Setelah berciuman di atas panggung, penampilan band The 1975 dipotong dan mereka akhirnya turun dari panggung. "Baiklah, kita harus pergi. Kita baru saja dilarang di Kuala Lumpur, sampai jumpa lagi," ujar Matty Healy.
Penyelenggara festival musik Malaysia Good Vibes mengklarifikasi bahwa The 1975 dihentikan karena ketidakpatuhannya terhadap pedoman penampilan lokal. Sementara itu, Menteri Komunikasi Malaysia, Fahmi Fadzil, menyebut penampilan The 1975 ini dianggap sangat tidak sopan. Ia juga akan melibatkan pihak yang berwenang dan memanggil penyelenggara festival untuk meminta penjelasan.

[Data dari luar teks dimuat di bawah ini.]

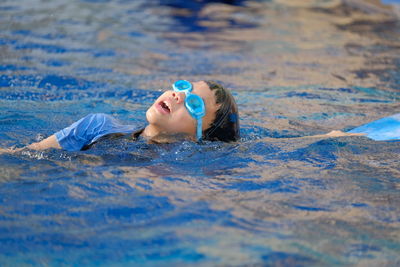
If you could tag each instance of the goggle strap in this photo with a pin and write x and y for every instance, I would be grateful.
(199, 131)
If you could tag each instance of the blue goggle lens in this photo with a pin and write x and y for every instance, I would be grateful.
(182, 85)
(193, 103)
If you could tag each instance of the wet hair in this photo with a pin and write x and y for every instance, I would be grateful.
(225, 126)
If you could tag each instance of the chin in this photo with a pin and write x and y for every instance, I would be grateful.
(151, 115)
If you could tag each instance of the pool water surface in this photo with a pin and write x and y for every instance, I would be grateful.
(296, 68)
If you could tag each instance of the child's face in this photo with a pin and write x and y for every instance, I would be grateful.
(169, 114)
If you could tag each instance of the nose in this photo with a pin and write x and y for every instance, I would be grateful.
(178, 96)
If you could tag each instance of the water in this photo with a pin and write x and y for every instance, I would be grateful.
(296, 68)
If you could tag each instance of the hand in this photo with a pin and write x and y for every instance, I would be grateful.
(9, 150)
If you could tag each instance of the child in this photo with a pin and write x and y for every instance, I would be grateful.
(195, 111)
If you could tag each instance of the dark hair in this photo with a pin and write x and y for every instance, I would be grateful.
(225, 126)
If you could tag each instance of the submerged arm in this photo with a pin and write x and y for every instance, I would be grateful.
(334, 134)
(49, 142)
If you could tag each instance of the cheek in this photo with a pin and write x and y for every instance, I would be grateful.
(182, 122)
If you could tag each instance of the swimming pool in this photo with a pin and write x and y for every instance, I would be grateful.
(295, 69)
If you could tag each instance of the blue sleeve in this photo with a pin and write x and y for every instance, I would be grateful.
(384, 129)
(88, 130)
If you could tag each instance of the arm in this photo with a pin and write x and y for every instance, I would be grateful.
(334, 134)
(49, 142)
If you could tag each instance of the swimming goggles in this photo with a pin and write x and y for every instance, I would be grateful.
(193, 103)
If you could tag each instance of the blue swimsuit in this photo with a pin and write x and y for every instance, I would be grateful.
(89, 129)
(384, 129)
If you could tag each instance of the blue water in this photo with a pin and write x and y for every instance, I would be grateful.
(296, 68)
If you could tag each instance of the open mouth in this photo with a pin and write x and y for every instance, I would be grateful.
(165, 107)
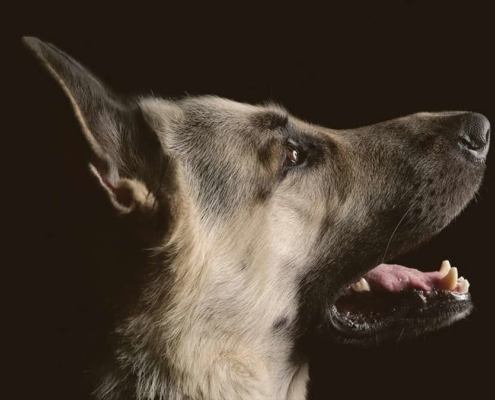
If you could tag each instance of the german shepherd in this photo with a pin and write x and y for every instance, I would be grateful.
(263, 232)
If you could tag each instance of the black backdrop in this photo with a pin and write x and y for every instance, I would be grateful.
(341, 67)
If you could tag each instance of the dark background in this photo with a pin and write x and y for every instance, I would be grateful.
(341, 67)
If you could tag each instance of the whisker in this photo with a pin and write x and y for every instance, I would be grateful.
(397, 227)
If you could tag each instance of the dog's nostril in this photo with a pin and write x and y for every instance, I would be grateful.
(469, 144)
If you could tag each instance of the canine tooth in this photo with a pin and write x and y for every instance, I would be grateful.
(445, 267)
(464, 286)
(361, 286)
(449, 281)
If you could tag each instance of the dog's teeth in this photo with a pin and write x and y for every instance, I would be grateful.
(361, 286)
(445, 268)
(449, 281)
(464, 286)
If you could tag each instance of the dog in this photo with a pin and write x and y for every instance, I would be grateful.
(263, 232)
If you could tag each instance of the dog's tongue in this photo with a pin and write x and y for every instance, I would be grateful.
(395, 278)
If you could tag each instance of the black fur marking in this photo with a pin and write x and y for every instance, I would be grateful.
(270, 120)
(280, 324)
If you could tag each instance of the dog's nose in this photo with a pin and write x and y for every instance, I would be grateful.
(473, 133)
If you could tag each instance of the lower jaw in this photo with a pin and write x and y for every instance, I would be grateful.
(405, 314)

Aksi tersebut menuai berbagai komentar dari warganet dan menjadi perbincangan hangat di media sosial Twitter. Beberapa warganet mendukung dan membenarkan sikap Malaysia yang memberhentikan konser band The 1975. "Yang open minded soal LGBTQ tuh yang begini. Kalau pakai logika, minded-nya pasti yang namanya penyimpangan itu tidak normal. Alam akan terjadi keberlangsungan kehidupan jika sel telur ketemu sperma, kecuali mereka jenis amoeba," tulis sebuah akun.